Bulan membuka pintu kelasnya perlahan. Dikiranya ia adalah orang pertama yang akan menginjakkan kaki di kelas, namun tidak. Ia mendapati Sunny sudah duduk manis di dalam kelas, tepatnya di sebelah bangku Bintang yang masih kosong.
Bulan menggelengkan kepalanya pelan, menghapus pikiran-pikiran negatifnya. Segera ia berjalan menuju bangkunya, di depan bangku Bintang.
"Elo tumben pagi, Lan?"
Bulan merubah posisi duduknya. "Tadi sekalian anterin Aquarius, katanya mau ada kunjungan."
"Aquarius?"
Bulan mengangguk pelan. "Iya, itu nama adik gue. Biasanya gue panggil dia air minum dalam kemasan, sih.

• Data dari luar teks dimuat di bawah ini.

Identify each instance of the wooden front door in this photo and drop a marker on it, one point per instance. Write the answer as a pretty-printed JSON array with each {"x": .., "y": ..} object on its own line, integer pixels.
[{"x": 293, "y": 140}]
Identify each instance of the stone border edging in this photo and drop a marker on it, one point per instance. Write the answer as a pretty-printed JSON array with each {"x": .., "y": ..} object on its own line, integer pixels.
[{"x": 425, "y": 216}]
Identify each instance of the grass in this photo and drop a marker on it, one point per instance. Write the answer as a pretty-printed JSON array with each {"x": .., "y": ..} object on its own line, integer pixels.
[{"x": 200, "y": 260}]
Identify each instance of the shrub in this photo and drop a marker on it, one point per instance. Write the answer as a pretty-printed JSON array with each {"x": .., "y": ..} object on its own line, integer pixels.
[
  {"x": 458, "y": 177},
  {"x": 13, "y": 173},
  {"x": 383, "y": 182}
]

Jangan tanya kenapa," balasnya sambil terkekeh hambar di kalimat terakhir.
Sunny pun ikut terkekeh pelan selagi menyelipkan helaian rambutnya ke belakang telinga. Ia kemudian membuat sikunya sebagai tumpuan di atas meja. "Lan, boleh tanya nggak?"
Bulan menaikkan sebelah alisnya sebagai jawaban.

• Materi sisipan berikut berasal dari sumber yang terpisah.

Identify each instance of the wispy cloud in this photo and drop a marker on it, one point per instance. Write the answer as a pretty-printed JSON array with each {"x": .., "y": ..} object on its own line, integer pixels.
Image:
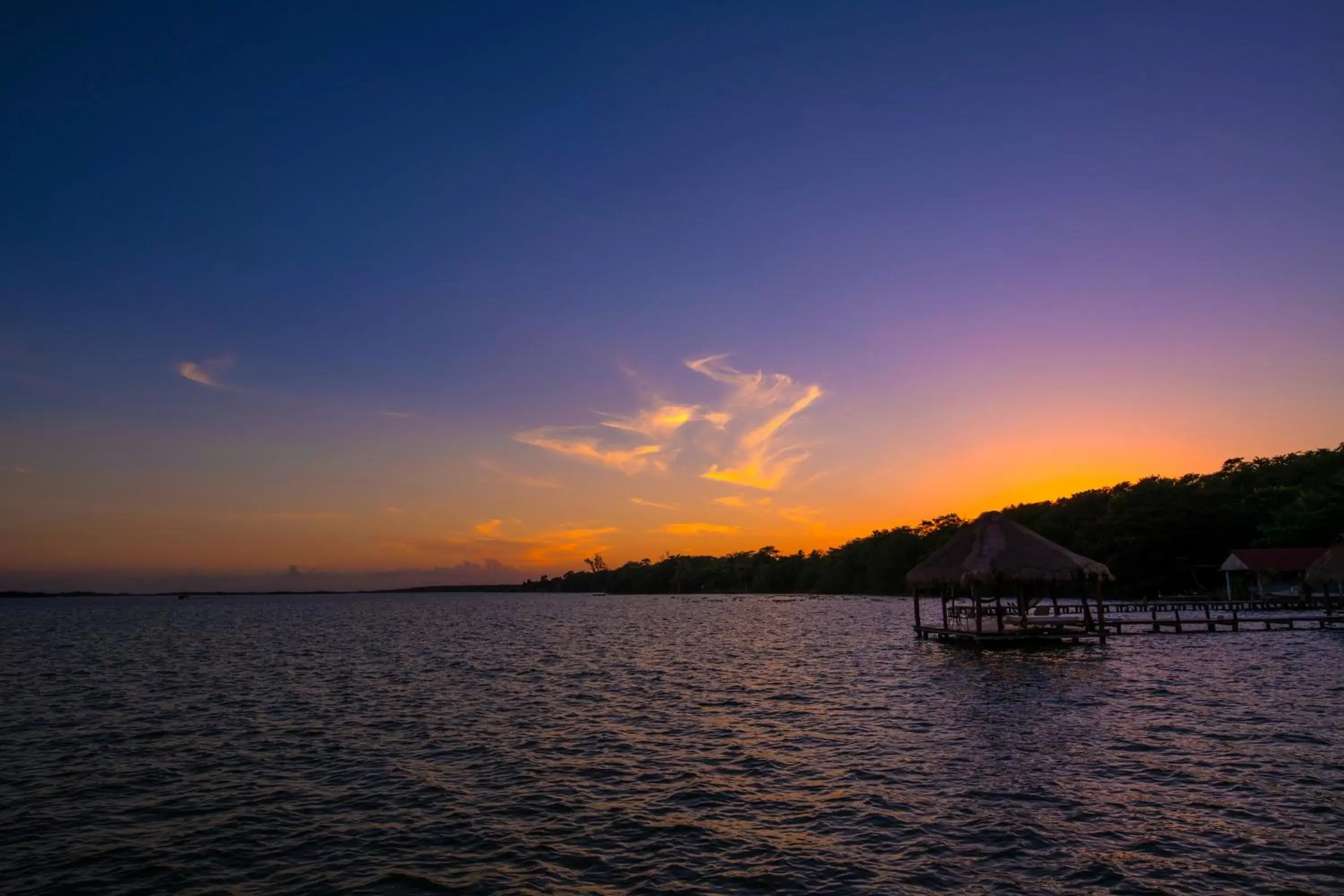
[
  {"x": 629, "y": 461},
  {"x": 701, "y": 528},
  {"x": 655, "y": 504},
  {"x": 758, "y": 460},
  {"x": 491, "y": 528},
  {"x": 209, "y": 371},
  {"x": 496, "y": 470},
  {"x": 547, "y": 546},
  {"x": 753, "y": 390},
  {"x": 738, "y": 501},
  {"x": 807, "y": 517},
  {"x": 740, "y": 441}
]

"Menurut lo … Bintang itu anaknya gimana?"
Seketika Bulan melebarkan matanya. Pertanyaan Sunny bukanlah jenis pertanyaan yang ingin Bulan jawab kali ini. "Gue nggak terlalu kenal sama Bintang."
"Masa?"
"Iya." Bulan memberikan tatapan malasnya sejenak pada Sunny. "Tapi kalau menurut gue, Bintang orangnya cuek, nyebelin. Kayaknya dia susah bergaul gitu, dia juga kayaknya misterius."
"Tapi … menurut elo, dia ganteng, 'kan?"
Bulan melebarkan matanya, perlahan ia tertawa mendengar satu lagi pertanyaan konyol dari mulut Sunny. Bahkan ini belum pukul tujuh pagi.

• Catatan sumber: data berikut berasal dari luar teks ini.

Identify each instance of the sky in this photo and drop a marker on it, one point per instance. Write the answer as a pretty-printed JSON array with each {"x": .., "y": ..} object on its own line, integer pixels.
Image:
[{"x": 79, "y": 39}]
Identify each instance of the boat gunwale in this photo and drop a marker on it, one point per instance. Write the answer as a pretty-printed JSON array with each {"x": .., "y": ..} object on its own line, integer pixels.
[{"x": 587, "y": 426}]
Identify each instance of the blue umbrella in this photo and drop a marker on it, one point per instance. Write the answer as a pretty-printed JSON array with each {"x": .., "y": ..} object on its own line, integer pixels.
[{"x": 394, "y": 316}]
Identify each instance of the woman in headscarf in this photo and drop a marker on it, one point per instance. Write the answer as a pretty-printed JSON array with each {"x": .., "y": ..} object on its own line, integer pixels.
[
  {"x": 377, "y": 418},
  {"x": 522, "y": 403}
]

"Kok elo ketawa?" tanya Sunny heran, tetapi diiringi kekehan canggung.
"Lucu aja." Bulan berusaha menghentikan tawanya. "Ganteng, cantik, jelek, tinggi, pendek, kurus, gendut, manis, asem, pahit, itu semua nggak penting. Gue paling nggak suka menilai orang dari fisik gitu, Sun. Ya … emang Bintang cakep, dikit, sih. Tapi di balik fisik dia yang sempurna, apa lo bisa menerima ketidaksempurnaan dia di dalam?"
Sunny tercengang mendengar jawaban Bulan. Sejenak Sunny diam, hal tersebut membuat Bulan hampir saja membenarkan kembali posisi duduknya. Sebelum kemudian Sunny bertanya, "Kalau misalnya gue suka sama Bintang, apa itu salah?"
Bulan menghela napasnya. Tidak sesak, rasanya masih baik-baik saja. Masih. Tapi Bulan tak yakin untuk sekedar berbalik lagi dan menatap wajah Sunny untuk membalas pertanyaan tersebut.
Rasanya memang Dewi Fortuna berpihak pada Bulan. Mika dan Kenta yang baru tiba di kelas langsung menghujani Sunny dengan ledekan begitu keduanya melihat Sunny.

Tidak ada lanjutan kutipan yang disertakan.